Mirrored Arrays

Overview

Mirrored arrays use a hybrid approach to replicate data across cluster nodes and distribute data within each node. It uses shared memory for caching latency sensitive distributed data structures on Symmetric Multi-Processor nodes of clusters connected with commodity networks as illustrated in Figure 5. The user is responsible for managing consistency of the data cached within the mirrored arrays. Instead of applying mirroring to all distributed arrays, the user can decide, depending on the nature of the algorithm and the communication requirements (number and size of messages), which arrays can or should use mirroring and which should be left fully distributed and accessed without the shared memory cache.

This hybrid approach is particularly useful for problems where it is important to solve a moderate sized problem many times, such as an ab initio molecular dynamics simulation of a moderate size molecule. A single calculation of the energy and forces that can be run in a few minutes may be suitable for a geometry optimization, where a few tens of calculations are required, but is still too long for a molecular dynamics trajectory, which can require tens of thousands of separate evaluations.
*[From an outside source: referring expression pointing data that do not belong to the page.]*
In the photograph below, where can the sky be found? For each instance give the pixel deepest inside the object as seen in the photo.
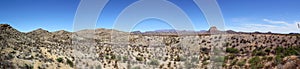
(279, 16)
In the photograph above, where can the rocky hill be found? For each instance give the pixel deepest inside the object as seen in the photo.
(112, 49)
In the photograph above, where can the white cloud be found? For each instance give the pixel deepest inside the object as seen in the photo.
(271, 25)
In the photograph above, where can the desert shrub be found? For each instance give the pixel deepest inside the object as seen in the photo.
(205, 63)
(194, 59)
(139, 58)
(241, 63)
(28, 66)
(259, 53)
(218, 59)
(59, 59)
(137, 67)
(233, 62)
(98, 67)
(254, 60)
(232, 50)
(287, 51)
(125, 58)
(278, 59)
(255, 63)
(154, 62)
(189, 65)
(70, 63)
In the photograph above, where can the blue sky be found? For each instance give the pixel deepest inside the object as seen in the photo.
(278, 16)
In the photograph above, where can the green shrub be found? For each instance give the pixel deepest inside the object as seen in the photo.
(254, 60)
(154, 62)
(59, 59)
(28, 66)
(70, 63)
(139, 58)
(241, 63)
(259, 53)
(232, 50)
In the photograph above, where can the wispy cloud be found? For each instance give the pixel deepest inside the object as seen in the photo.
(267, 25)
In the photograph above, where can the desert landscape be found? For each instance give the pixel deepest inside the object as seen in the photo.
(113, 49)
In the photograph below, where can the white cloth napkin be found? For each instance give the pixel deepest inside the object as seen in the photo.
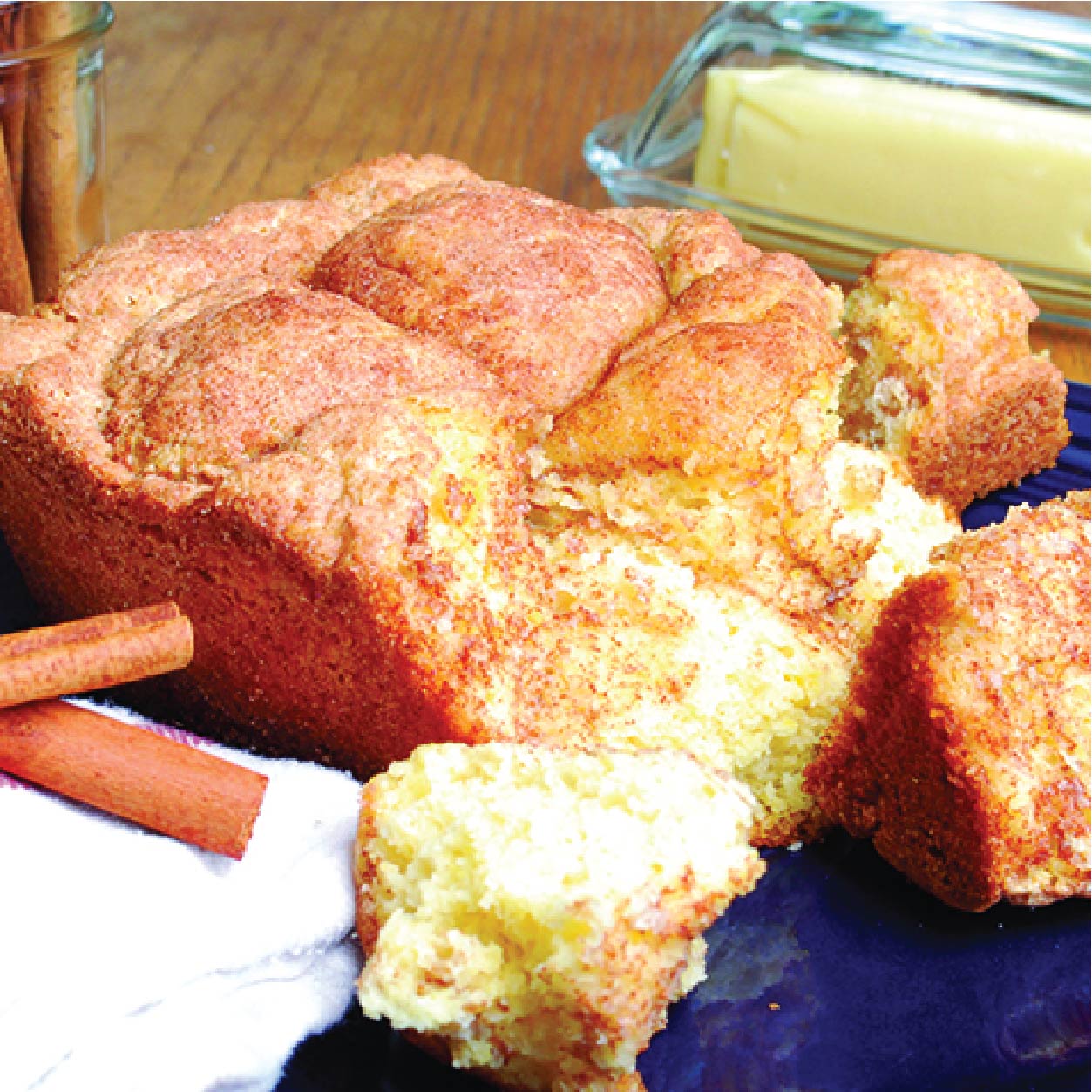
(131, 962)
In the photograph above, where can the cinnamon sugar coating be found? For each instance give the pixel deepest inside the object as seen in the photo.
(945, 376)
(431, 458)
(544, 294)
(963, 749)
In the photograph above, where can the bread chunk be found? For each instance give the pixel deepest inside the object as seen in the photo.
(544, 294)
(945, 376)
(963, 748)
(531, 913)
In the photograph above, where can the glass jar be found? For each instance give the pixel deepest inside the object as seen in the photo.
(51, 112)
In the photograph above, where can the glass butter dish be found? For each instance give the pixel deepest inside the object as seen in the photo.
(838, 131)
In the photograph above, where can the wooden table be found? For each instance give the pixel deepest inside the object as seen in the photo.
(212, 104)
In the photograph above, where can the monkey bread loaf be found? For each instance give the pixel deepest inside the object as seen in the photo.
(963, 749)
(530, 912)
(428, 458)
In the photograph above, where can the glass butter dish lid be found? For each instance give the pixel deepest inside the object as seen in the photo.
(838, 131)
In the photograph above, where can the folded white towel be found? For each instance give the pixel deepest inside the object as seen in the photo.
(130, 961)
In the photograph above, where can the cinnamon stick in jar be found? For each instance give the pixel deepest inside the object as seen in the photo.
(51, 168)
(13, 93)
(16, 293)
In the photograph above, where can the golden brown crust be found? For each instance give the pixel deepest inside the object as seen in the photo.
(963, 748)
(363, 189)
(946, 376)
(688, 245)
(336, 486)
(544, 294)
(716, 396)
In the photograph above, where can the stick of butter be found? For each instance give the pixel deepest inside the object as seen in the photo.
(936, 166)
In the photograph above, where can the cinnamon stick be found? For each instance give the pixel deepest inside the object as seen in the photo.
(16, 293)
(93, 653)
(51, 171)
(13, 95)
(132, 772)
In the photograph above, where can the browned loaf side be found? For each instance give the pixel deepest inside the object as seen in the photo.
(963, 750)
(359, 438)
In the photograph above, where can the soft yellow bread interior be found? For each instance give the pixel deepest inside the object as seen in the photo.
(532, 912)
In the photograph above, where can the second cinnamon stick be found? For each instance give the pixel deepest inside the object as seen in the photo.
(93, 653)
(133, 772)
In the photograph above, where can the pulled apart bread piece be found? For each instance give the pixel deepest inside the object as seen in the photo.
(530, 913)
(963, 749)
(431, 458)
(945, 376)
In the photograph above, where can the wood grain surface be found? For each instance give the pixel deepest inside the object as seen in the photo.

For these problems, it is still important to push scalability to the point where single energy and force calculations can be performed on the order of seconds. Similar concerns exist for problems involving Monte Carlo sampling or sensitivity analysis where it is important to run calculations quickly so that many samples can be taken.

Mirrored arrays differ from traditional replicated data schemes in two ways. First, mirrored arrays can be used in conjunction with distributed data and there are simple operations that support conversion back and forth from mirrored to distributed arrays. This allows developers maximum flexibility in incorporating mirrored arrays into their algorithms. Second, mirrored arrays are distributed within an SMP node (see the above figure). For systems with a large number of processors per node, e.g., 32 in the current generation IBM SP, this can result in significant distribution of the data. Even for systems with only 2 nodes per processor, this will result in an immediate savings of 50% over a conventional replicated data scheme.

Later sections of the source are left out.